Monatelang hat der Nachwuchsregisseur Sebastian Heidinger für seinen Abschlussfilm an der DFFB Kontakt zu Drogensüchtigen aufgebaut, hat sich mit einem alten VW-Bus hinter den Bahnhof Zoo gestellt, um ins Gespräch zu kommen und Vertrauen und Akzeptanz zu schaffen. So ist ein unaufdringlicher, im besten Sinne distanzloser Dokumentarfilm geglückt, der ganz nah dran ist, ohne zu kommentieren oder ein Urteil über seine Protagonisten zu fällen. Er bietet weder Erklärungen für den Absturz noch versucht er, ihr Schicksal durch den Bezug auf den Mythos ihrer Vorgänger zu überhöhen.
Die Kamera begleitet und beobachtet, wobei die erwarteten Bilder von Drogenkonsum und Beschaffungskriminalität fast völlig ausbleiben. Stattdessen findet Heidinger sehr erhellende Momente, in denen die bürgerlich wirken wollenden Junkies an ihrer Fassade arbeiten. Aileen schminkt sich mitten auf dem Trottoir kauernd für den nächsten Kunden, Angel braucht eine kleine Ewigkeit, um seinen blondierten Pony akkurat zu gelen und die Armbänder mit Deo frisch zu machen.

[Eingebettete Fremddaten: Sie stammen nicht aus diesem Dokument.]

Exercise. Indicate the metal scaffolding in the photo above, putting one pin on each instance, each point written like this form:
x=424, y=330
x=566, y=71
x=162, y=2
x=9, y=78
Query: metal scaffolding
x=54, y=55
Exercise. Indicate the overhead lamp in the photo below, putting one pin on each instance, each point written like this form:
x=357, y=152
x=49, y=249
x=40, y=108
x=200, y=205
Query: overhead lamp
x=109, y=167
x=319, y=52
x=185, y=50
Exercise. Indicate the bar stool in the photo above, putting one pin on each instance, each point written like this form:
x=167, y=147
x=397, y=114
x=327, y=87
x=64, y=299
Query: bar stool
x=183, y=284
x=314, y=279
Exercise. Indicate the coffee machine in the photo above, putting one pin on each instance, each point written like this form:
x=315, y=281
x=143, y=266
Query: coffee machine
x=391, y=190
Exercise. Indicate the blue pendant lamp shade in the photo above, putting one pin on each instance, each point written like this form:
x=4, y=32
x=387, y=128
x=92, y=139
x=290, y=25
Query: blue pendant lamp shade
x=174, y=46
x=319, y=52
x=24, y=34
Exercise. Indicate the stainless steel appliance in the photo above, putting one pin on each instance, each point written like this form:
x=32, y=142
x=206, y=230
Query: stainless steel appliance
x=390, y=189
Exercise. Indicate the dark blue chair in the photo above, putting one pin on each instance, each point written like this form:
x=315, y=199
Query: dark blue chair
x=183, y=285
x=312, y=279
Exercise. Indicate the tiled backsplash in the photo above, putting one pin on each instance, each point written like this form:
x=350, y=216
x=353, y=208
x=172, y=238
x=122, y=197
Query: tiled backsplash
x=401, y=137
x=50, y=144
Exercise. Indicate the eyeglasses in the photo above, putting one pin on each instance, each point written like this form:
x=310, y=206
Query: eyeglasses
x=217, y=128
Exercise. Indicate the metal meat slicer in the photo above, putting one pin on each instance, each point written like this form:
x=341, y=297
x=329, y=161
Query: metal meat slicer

Mit erstaunlicher Abgeklärtheit ertragen die Jugendlichen ihren trostlosen Alltag, wenn etwa Aileen und Angel eher amüsiert als aufgeregt über die ausländische Konkurrenz auf dem Strich reden, die die Preise ruiniere. Hin und wieder blitzt dann doch eine Sehnsucht nach kleinbürgerlicher Normalität auf. In einer der anrührendsten Szenen kocht Angel für einen seiner Freier und garniert die Beilagen auf dem Teller peinlich genau um das selbst panierte Schnitzel, das er zuvor mit einer Wodkaflasche weich geklopft hatte. Die Ordnung im Chaos.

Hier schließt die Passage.